A lack of casing at the well site prompted company executives to “wisely” nix the idea, he said.

Dramatic breakthrough

At 8,700 feet, the drillers got 150 barrels per day of oil, but when they dipped below 9,500 feet, gas flowed for 3 minutes and oil at 1,152 barrels per day , Sweet said.

The period was frustrating because the oil shows were in shale with very little sandstone. After the drill bit penetrated other formations in the well, it reached the Sadlerochit formation at 8,200 feet.

“The drill had been progressing at a foot an hour,” Sweet recalled. “When it hit the Sadlerochit, the drill rate went … to about a foot a minute. We ran a test and we had gas to surface at 1,250 Mcf/d.

“On Feb. 4, 1968, we reached … part of the Sadlerochit and what came out was aggregate, loose sand and oil, some of which ran through the rig floor.
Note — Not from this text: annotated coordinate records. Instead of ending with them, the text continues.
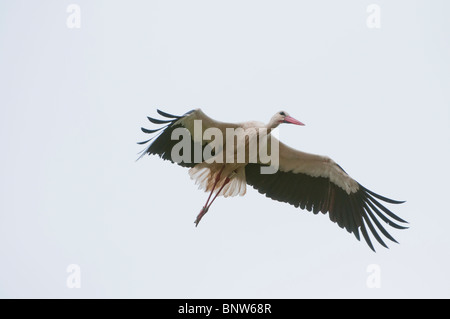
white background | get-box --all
[0,0,450,298]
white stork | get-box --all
[138,109,407,251]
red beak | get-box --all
[284,116,305,126]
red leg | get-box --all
[194,166,225,227]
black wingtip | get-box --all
[147,116,173,124]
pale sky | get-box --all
[0,0,450,298]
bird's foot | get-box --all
[194,206,209,227]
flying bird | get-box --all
[138,109,408,251]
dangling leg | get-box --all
[195,177,230,227]
[194,166,225,227]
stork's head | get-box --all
[270,111,305,127]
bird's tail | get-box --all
[189,162,247,197]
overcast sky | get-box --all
[0,0,450,298]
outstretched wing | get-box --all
[138,109,238,167]
[245,142,407,251]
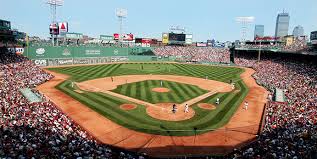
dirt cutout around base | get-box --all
[120,104,137,110]
[197,103,217,110]
[152,87,170,93]
[146,103,195,121]
[37,68,267,157]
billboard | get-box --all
[122,34,133,41]
[196,43,207,47]
[113,33,119,40]
[113,33,134,41]
[50,23,59,35]
[207,40,212,46]
[100,35,114,41]
[58,22,68,33]
[168,33,186,42]
[65,33,83,39]
[185,34,193,45]
[162,33,168,44]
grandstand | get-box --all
[0,3,317,159]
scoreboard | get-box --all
[168,33,186,44]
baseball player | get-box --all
[172,104,177,114]
[216,98,220,105]
[244,101,249,110]
[185,104,189,113]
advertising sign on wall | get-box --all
[58,22,68,33]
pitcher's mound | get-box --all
[152,87,170,93]
[120,104,137,110]
[146,103,195,121]
[75,89,84,94]
[197,103,216,110]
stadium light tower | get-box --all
[116,8,128,42]
[47,0,64,46]
[236,17,255,42]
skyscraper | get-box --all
[275,12,290,37]
[254,25,264,39]
[293,25,304,37]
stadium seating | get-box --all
[0,47,317,158]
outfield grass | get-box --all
[112,80,208,104]
[50,63,248,136]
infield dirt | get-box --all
[38,68,267,157]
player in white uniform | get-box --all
[216,98,220,105]
[185,104,189,113]
[244,101,249,110]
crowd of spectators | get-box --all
[0,53,144,159]
[232,55,317,158]
[0,46,317,159]
[239,39,308,52]
[154,46,230,63]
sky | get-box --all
[0,0,317,41]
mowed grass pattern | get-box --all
[49,63,243,83]
[51,63,248,136]
[113,80,208,104]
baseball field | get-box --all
[48,63,248,136]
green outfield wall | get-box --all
[24,46,174,66]
[26,46,152,59]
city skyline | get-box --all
[0,0,317,41]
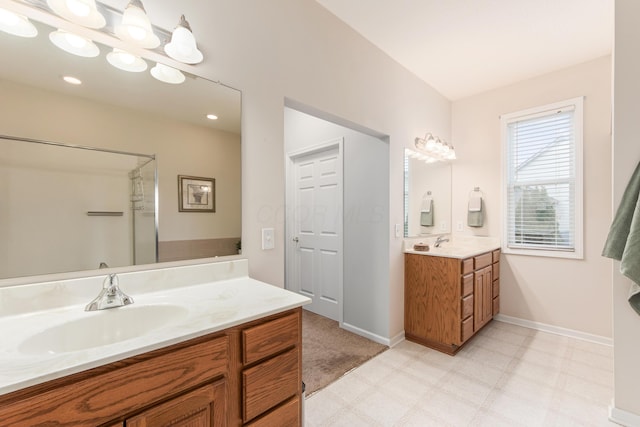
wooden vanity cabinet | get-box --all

“I received a core analysis on Feb. 7, and it was one of the most dramatic things you’d ever want to see. With that we made the first reserve calculations,” he said.

Incredible signs, caution

Sweet said those first calculations were based on reservoir characteristics such as porosity upward of 30 percent, permeability in Darcies up to 3 (when permeability in oil fields is usually expressed in millidarcies) and 65 percent oil saturation. Sweet’s figures yielded 223 barrels per acre foot with 20 sections of proven, 17 sections of probable and 33 sections of possible crude reserves for a total of 2.3 billion barrels of oil. “That’s the number we called in to Dallas,” he said.
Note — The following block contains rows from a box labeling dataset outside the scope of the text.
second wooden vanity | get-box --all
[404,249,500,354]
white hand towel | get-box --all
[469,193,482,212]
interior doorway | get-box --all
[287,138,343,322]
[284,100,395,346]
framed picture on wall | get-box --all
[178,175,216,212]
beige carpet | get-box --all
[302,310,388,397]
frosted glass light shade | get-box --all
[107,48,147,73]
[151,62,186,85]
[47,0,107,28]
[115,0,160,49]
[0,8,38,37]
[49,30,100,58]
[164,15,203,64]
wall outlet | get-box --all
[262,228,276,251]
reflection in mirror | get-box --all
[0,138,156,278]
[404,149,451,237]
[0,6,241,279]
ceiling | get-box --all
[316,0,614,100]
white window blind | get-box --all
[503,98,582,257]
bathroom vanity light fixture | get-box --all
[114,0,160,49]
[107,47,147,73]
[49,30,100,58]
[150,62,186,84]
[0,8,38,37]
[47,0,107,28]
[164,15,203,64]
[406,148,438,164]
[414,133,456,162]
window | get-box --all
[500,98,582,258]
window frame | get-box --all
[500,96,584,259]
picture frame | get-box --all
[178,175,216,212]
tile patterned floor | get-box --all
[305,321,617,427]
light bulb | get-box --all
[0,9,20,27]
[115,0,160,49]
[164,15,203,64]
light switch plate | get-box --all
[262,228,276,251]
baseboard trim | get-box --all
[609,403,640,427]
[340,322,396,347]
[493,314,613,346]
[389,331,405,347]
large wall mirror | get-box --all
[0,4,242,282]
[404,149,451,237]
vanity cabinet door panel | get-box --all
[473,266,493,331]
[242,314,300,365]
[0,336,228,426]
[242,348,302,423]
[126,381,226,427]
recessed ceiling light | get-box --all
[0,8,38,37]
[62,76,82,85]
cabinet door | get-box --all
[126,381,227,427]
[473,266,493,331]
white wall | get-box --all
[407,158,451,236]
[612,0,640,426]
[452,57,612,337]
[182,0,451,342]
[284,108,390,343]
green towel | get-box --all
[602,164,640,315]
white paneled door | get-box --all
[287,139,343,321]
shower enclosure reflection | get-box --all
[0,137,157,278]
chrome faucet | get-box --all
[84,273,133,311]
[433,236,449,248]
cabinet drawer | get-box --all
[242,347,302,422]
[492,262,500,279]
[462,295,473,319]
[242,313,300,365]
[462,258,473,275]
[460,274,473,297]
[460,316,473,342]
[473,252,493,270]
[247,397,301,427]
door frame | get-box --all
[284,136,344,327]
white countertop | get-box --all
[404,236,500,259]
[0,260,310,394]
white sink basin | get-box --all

“In March 1968 what we had was an unbelievable reservoir, a little oil value but with good flow of oil and lots of gas. It was exciting but with many questions,” he said. “Almost immediately, everybody’s minds turned to a confirmation well. We had to determine the oil column, if any, the water table and the continuity of the reservoir and an all-season location, which required tons and tons of gravel.”

Though the “Dallas people” pored over all the seismic maps, there was no drama and little politics involved in selecting the location of the confirmation well, Sweet said.

“It had to be a long step-out and near a source of gravel. That put the location near the Sag River where geologists determined there was lots of gravel,” he explained.

The explorers spudded Sag River State No. 1 May 3, 1968 and by July, ARCO and Humble geologists had tested the Sadlerochit Formation and confirmed the presence of the Prudhoe Bay oil field.

Mull said an interesting aspect of the Sag River well was the reservoir quality that the geologists saw in the cores. “Normally, a core that comes out of a core barrel consists of solid rock that you hope will have oil or gas in the pore spaces. But in one of the cores from the Sadlerochit in the Sag River No. 1 well, what came out was just a pile of loose sand, gravel and oil — which immediately ran down through the derrick floor into the cellar below.

In an effort to keep findings confidential, ARCO had erected a sheet on the rig to screen off the area where the geologists examined core samples from the drilling crew.

“What we were seeing in the samples was supposed to be a secret from the drilling crews, but they generally had a pretty good idea of what we were finding, and particularly so, after seeing that oil running through the derrick floor,” Mull said.

On June 25, 1968, Atlantic Richfield Co. said in perhaps the most understated new release in oil company history: “The Sag River State No. 1 — a joint venture with Humble Oil & Refining Co. ­— has encountered oil in the same Triassic formation as the initial well.”

Anderson, ARCO’s CEO, said, “We believe this is a significant oil and gas discovery, the extent of which must await further testing and exploratory drilling.”

Significant isn’t even close to describing the find that would change the company’s ­— and Alaska’s — history forever. Just a month later, Anderson announced that the find was potentially “one of the largest petroleum accumulations known to the world today.”

Says Sweet: “The statistical chance that the Sadlerochit (formation) would occur in conjunction with the Prudhoe Bay structure boggles the mind.”